What if I told you there was still an undiscovered foreign land just waiting for the next Columbus to conquer it? Well get ready all you Magellans, because it’s time to go all Lewis and Clark on … the butthole. Explorers, start your vibrating butt-plug engines!

For those of you out there who feel like the only two options for the use of the hole in your ass is shitting and painful penis penetrating, I’m here to tell you that anal stimulation is the new black. Yes, we joke about cracks and ass-men, but when push comes to shove, where is the love? And by shove I mean, shove it where the sun don’t shine.

You know when you take a really good shit that makes you feel like you have a born-again rectum? Well, just imagine harnessing that feeling and redirecting it toward something sexual. It’s the butthole stimulation highway and all signs point to orgasm.

Ok, before you think I’m some nutty kink who sticks random objects up my ass when I have my morning coffee just to get me through the workday, I’ll first say this: I’m not really into anal foreplay or anal sex. However you may be, or be with someone who is, and I’m here to tell you that wanting a finger, toy, shaft or tongue up your ass is completely healthy. Actually, it’s an urge that would be a shame not to satisfy.

I know most of the funniest sexual things to joke about involve the asshole or the shit thereon, around and all over some girl’s chest. But there’s so much more to a butthole than rusty trombones, dirty sanchezes, cleveland steamers, blumpkins and donkey punches. When it comes to anal stimulation, there’s really nothing to fear but the fear of getting shat on itself. That is, except when it comes to “2 girls 1 cup.” You should actually be very afraid of that and should cry enough tears to erase any damage done to your eyeballs from witnessing it. A small part of my soul slowly curled up and died when I was forced to watch that.

Anal sex is something all guys want to do because their favorite porn involves ass stuffing, but most girls are frightened to even consider the thought. To that dichotomy, all I have to say is one word: lubricant. A lot of it. Actually, just squeeze that entire tube on there, buddy. Even though you’re enjoying the shit out of your dick getting strangled, she’s in pain and regretting being open-minded enough for you to get down.

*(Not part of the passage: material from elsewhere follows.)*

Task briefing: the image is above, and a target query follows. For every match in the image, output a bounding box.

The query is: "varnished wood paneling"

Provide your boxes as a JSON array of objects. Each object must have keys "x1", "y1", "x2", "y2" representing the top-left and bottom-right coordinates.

Now I know you probably haven’t said the word butt-plug since you were on the elementary school playground, but it’s actually a sex toy that many use and enjoy. And if the idea of plugging your ass up is appealing to you, you might be one of these people. And why stop there? It’s literally a black hole, so why not try anal beads or even large rods if you’re feeling particularly loose in the ass that day?

Have I completely grossed you out yet? If you made it this far, you can probably handle the inevitable rim job discussion that’s about to go down. You know when you’re sitting down at dinner, just enjoying your meal and company, but something just doesn’t seem quite right? The mood is good and you’ve got your proteins and vegetables and beverage, but you ask yourself, “What is missing?” Oh yes, of course — a giant asshole in my face!

Now I’m not one of these people either, so I honestly can’t tell you if this is a common turn-on. Sometimes when I walk down the street, I wonder if everyone is secretly going home and licking each other’s assholes. But if you’ve got a craving, I think it’s time you tossed that salad.

So ask yourself, “When was the last time I touched a butthole?” And if it’s been a while, maybe you should consider touching one sometime in the near future. Grab that apple bottom and take a bite!